Graph anomaly detection aims to identify unusual patterns in graph-based data, with wide applications in fields such as web security and financial fraud detection. Existing methods typically rely on contrastive learning, assuming that a lower similarity between a node and its local subgraph indicates abnormality. However, these approaches overlook a crucial limitation: the presence of interfering edges invalidates this assumption, since it introduces disruptive noise that compromises the contrastive learning process. Consequently, this limitation impairs the ability to effectively learn meaningful representations of normal patterns, leading to suboptimal detection performance. To address this issue, we propose a Clean-View Enhanced Graph Anomaly Detection framework (CVGAD), which includes a multi-scale anomaly awareness module to identify key sources of interference in the contrastive learning process. Moreover, to mitigate bias from the one-step edge removal process, we introduce a novel progressive purification module. This module incrementally refines the graph by iteratively identifying and removing interfering edges, thereby enhancing model performance. Extensive experiments on five benchmark datasets validate the effectiveness of our approach.

Paper Structure

This paper contains 17 sections, 15 equations, 4 figures, 2 tables.

Figures (4)

  • Figure 1: (a) A toy example illustrating GAD problems based on contrastive learning. In the whole graph, the red dashed line represents an anomalous edge—a connection that did not originally exist between nodes. The red node signifies an anomalous node, whose features are altered. Both of these anomalies introduce interfering edges (shown as red solid lines), which disrupt the process of generating positive instance pairs. The middle subgraph is sampled through RWR starting from node 3, after which the subgraph embedding for node 3 is obtained through further processing; (b) The proportion of interfering edges under different similarity scores based on raw features on the Cora dataset; (c) The proportion of interfering edges under different similarity scores based on GCN-aggregated features on the Cora dataset.
  • Figure 2: Overview of CVGAD. It consists of three primary components: (1) Multi-scale anomaly awareness: NS contrast and NN contrast are conducted on both the anomalous graph and clean graph, jointly training the model; (2) Progressive purification: Node contrast scores are calculated on the anomalous graph.
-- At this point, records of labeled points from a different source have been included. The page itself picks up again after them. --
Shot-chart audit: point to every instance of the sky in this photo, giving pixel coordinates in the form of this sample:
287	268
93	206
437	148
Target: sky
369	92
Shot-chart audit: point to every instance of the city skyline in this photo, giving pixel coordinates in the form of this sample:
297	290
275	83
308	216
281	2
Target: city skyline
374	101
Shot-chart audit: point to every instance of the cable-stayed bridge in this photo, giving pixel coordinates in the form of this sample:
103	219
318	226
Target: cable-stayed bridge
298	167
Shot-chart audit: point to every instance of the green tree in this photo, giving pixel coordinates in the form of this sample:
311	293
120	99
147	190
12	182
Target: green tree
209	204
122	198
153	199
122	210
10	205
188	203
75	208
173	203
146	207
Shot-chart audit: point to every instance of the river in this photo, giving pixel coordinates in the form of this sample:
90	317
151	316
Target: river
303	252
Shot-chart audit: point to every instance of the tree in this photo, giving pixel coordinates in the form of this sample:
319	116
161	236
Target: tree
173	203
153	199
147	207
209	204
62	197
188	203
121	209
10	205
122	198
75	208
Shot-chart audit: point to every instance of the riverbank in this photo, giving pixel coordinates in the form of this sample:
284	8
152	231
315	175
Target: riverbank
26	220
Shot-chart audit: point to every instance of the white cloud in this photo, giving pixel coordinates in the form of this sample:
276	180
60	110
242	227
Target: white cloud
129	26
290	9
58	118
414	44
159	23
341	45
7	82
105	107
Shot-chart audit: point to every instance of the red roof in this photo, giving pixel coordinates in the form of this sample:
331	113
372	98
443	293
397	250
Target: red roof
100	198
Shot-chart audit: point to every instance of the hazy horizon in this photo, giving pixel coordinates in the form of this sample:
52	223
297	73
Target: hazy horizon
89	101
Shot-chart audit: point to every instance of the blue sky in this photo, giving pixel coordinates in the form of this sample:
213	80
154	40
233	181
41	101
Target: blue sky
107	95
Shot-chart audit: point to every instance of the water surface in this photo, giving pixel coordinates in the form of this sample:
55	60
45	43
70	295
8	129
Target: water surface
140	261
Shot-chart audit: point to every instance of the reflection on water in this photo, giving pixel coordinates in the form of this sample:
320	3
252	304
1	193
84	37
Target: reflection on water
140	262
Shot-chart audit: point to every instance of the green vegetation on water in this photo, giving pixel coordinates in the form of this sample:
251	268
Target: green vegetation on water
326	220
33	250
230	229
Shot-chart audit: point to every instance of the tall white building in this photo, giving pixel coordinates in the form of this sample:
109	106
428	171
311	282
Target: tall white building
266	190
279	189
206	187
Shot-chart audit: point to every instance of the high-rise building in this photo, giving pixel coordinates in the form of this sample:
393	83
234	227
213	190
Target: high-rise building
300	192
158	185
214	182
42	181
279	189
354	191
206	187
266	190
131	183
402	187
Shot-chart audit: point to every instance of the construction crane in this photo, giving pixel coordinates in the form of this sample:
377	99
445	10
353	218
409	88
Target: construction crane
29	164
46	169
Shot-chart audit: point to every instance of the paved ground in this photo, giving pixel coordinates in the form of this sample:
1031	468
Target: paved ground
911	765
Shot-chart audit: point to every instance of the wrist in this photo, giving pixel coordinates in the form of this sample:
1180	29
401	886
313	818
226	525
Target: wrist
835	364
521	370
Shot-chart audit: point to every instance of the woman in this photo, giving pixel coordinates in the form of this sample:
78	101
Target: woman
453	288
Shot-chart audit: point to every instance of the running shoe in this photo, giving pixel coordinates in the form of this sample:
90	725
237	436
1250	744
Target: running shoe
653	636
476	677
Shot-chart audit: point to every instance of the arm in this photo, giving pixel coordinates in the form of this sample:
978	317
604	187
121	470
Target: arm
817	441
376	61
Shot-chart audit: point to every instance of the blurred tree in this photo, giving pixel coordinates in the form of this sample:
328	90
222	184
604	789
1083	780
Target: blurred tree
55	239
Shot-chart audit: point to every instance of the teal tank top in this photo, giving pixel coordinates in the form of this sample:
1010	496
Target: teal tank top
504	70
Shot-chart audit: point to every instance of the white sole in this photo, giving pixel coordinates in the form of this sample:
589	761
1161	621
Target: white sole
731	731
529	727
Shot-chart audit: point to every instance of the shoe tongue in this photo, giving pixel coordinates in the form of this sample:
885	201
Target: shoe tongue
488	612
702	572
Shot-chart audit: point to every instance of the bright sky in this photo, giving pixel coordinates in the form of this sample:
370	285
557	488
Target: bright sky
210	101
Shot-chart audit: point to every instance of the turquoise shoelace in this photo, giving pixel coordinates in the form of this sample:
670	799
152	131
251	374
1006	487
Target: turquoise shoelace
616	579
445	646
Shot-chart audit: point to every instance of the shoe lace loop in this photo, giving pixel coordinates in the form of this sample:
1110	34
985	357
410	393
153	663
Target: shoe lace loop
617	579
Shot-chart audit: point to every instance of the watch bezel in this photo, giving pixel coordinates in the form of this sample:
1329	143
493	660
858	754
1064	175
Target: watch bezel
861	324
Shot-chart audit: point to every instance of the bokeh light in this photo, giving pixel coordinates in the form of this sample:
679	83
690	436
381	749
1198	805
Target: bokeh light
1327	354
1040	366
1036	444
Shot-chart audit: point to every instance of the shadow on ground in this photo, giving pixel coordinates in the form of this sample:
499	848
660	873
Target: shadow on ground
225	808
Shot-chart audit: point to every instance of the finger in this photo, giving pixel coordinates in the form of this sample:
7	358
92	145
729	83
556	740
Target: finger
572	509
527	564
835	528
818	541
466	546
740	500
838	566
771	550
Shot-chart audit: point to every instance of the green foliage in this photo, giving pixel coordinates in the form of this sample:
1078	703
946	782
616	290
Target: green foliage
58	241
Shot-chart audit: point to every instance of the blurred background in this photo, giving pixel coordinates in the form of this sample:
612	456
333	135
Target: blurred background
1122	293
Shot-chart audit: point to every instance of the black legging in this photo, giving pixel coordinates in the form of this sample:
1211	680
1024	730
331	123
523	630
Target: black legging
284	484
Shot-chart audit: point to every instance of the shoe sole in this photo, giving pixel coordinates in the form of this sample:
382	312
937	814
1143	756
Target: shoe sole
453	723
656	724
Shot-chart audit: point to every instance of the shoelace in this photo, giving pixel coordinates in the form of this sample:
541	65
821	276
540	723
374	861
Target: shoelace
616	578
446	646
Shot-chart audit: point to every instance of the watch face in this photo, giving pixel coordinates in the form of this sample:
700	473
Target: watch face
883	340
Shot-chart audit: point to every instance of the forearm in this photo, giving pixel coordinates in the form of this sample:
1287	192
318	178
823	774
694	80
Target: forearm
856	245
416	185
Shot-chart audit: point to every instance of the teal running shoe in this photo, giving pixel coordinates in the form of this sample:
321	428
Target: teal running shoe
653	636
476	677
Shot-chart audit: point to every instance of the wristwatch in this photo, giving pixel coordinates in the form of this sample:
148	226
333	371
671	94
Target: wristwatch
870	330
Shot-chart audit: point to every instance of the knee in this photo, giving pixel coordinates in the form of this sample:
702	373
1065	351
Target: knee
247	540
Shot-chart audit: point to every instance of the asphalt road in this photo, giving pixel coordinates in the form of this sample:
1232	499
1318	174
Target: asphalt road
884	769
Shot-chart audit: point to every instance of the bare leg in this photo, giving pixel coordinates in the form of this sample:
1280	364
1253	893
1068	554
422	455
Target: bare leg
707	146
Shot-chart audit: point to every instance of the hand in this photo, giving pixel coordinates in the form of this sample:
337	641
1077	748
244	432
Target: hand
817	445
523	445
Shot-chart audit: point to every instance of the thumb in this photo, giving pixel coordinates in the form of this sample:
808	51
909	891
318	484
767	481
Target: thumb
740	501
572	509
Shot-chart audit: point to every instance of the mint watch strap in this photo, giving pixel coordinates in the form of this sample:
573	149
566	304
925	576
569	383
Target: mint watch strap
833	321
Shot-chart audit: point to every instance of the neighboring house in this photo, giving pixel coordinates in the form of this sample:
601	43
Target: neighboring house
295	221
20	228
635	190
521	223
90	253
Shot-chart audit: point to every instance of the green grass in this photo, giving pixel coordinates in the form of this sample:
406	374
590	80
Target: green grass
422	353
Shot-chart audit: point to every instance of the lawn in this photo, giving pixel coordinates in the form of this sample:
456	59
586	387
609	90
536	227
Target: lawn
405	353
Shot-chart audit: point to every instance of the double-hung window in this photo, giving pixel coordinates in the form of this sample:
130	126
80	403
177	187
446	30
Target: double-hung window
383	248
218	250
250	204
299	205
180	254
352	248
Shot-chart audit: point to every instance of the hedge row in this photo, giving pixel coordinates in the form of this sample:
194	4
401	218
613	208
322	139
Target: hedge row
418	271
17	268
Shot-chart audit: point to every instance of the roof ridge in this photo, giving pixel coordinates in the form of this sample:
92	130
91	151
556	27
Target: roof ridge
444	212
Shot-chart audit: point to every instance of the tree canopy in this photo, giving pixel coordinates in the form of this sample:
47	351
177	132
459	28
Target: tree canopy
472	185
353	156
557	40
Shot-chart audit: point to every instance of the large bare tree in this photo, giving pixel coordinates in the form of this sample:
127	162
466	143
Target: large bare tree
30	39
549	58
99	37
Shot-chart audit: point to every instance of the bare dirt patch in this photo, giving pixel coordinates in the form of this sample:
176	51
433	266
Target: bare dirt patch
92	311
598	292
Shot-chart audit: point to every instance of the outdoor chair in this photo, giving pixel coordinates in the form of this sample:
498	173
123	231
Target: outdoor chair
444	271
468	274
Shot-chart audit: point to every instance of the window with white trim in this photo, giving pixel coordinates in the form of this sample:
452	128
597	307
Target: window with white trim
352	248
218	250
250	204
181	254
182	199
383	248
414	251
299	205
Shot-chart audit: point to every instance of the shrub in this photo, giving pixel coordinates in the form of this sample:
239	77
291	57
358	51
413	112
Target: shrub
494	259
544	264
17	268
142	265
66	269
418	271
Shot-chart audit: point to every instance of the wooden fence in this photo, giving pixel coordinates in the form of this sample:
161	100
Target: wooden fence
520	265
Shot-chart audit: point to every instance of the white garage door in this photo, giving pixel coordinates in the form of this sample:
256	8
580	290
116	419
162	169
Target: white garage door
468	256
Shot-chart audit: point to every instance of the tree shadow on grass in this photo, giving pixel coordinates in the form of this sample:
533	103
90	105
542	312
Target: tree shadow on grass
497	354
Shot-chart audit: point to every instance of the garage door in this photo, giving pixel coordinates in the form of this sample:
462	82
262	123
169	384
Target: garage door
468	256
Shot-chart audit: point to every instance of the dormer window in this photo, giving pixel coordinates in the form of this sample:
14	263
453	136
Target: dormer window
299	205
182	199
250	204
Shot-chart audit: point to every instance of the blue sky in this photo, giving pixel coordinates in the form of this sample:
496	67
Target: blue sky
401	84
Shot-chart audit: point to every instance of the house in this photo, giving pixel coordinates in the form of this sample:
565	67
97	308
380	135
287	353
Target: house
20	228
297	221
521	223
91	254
Based on these scores, an interference-sensitive edge detection matrix is generated. The edges with the top-K highest interference scores are removed to create a cleaner graph. This module, together with the multi-scale anomaly awareness component, is trained iteratively to incrementally improve model performance; (3) Score calculation: The contrast score and the detection score are combined to generate the final node anomaly value.
  • Figure 3: Sensibility analysis of balance parameters.
  • Figure 4: Proportion of interfering edges removed.